Greetings one and all and apologies for an overdue blog post but I’ve had a rather busy week writing that next novel of mine and I know how eager you all are for it.
Yeah, right!
Anyway, I’ve done four days’ worth of it and the word count is a little over 10,000 so progress indeed.
Now then, on to business.
On the 21st of January I posted a blog about my weight loss and whatnot and in that blog I mentioned that I had had a considerable shock and that there would be challenges ahead for the Stevenson household.
Well, I now feel in a sufficient place to explain what I meant by that. The short version is that Ange, my lovely, nay beautiful, wife who I adore the very bones of has had cancer.
Yes, that horrible, horrible, shitty little C word that seems to have impacted every family on the face of the Earth at some point has visited Blessham Hall and grown it’s disgusting self into my darling good lady. The good news, however, is that it has been caught early and is being treated by our incredibly wonderful and utterly gorgeous NHS.
Ange noticed a lump in her left breast shortly before Christmas following a walking netball accident where she collided with the wall after catching the ball, would you believe? Her GP sent her swiftly to Airedale hospital where it was confirmed, after a mammogram and other tests, to be cancerous. That was in early January. Hence my feelings of shock and dumbfoundedness at the time.

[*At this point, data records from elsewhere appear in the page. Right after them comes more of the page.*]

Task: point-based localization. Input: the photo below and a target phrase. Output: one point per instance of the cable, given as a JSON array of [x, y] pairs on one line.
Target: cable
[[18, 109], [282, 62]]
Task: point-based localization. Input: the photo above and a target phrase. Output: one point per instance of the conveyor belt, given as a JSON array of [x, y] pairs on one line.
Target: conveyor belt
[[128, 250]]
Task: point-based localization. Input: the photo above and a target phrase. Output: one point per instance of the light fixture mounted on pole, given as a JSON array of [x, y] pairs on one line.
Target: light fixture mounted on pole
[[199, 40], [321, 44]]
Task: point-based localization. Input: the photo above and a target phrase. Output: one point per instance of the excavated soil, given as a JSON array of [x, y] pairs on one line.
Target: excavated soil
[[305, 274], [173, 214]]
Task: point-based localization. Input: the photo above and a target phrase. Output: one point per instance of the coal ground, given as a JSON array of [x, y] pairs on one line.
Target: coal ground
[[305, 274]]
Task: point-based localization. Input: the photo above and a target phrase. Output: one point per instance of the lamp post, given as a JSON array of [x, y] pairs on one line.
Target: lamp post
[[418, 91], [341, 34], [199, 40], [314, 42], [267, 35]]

On 14th of February (yes, Valentine’s Day) Ange went in for an operation where a lumpectomy was performed and the tumour and lymph nodes removed. I don’t know how it must have felt for Ange but it was one of the longest days of my life waiting for news from the hospital.
But, thank God, the operation was a success and Ange returned home the same day.
True to form I managed to balls things up by pushing her down a corridor in a wheelchair with the handbrake on but the least said about that the better. I called myself all the berks under the Sun for that one. I’m just glad no-one else noticed.
Since then Ange has been recuperating at home and is still quite emotional and prone to bouts of feeling really very poorly. But, not withstanding, she is making excellent progress nonetheless and we are going back to the hospital on Tuesday for a follow up to the operation where the next stage of the treatment will be discussed.
The brilliant news is that Ange won’t have to undergo chemotherapy, which she was dreading, and instead will have sessions of radiotherapy at St James’s Hospital in Leeds.
One amazing thing that has come out of this for me is just how courageous my wife is. I’ve always known that she is kind, warm, generous, funny, inclusive, caring, welcoming and loving. But until now I never realised just how brave she is as well. She’ll tell you herself that throughout this whole episode she has been absolutely terrified but who wouldn’t be? The fact is she’s faced it all with good humour and a determination to beat it and my, already high, admiration of her has increased as a result.
There’s still a long way to go but Ange and I are prepared for the challenges and will face them together as husband and wife as is right and proper and I’ll keep you updated from time to time.
So that’s just a very brief explanation of what’s been going on. There’s been a lot of tears and a good many sleepless nights during the last couple of months and if I were to go into precise details it would require me to write a whole book on it. But anyone who has battled this awful disease will know what I’m talking about.
As a conclusion I’d like to say that the NHS should be the envy of the whole world and I can’t thank them enough for their rapid, professional and sensitive intervention at this time in our lives. I can’t remember at what point during the pandemic that we stopped clapping for the NHS but damn and blast it we shouldn’t have stopped at all. We should be out there every night applauding them until our hands ache from over use. And what’s more, the hapless, hopeless, dishonest liars that run this country should be pouring ten times the amount of money into our hospitals as what they currently are but see fit to waste it elsewhere.
The NHS saved my life in 2003 when I was quite literally at death’s door and moments away from joining the old choir invisible. I owe my life to them and now they’ve taken that vile lump out of the person I love the most in this world and given us both hope for the future.
God bless the NHS and long may they continue.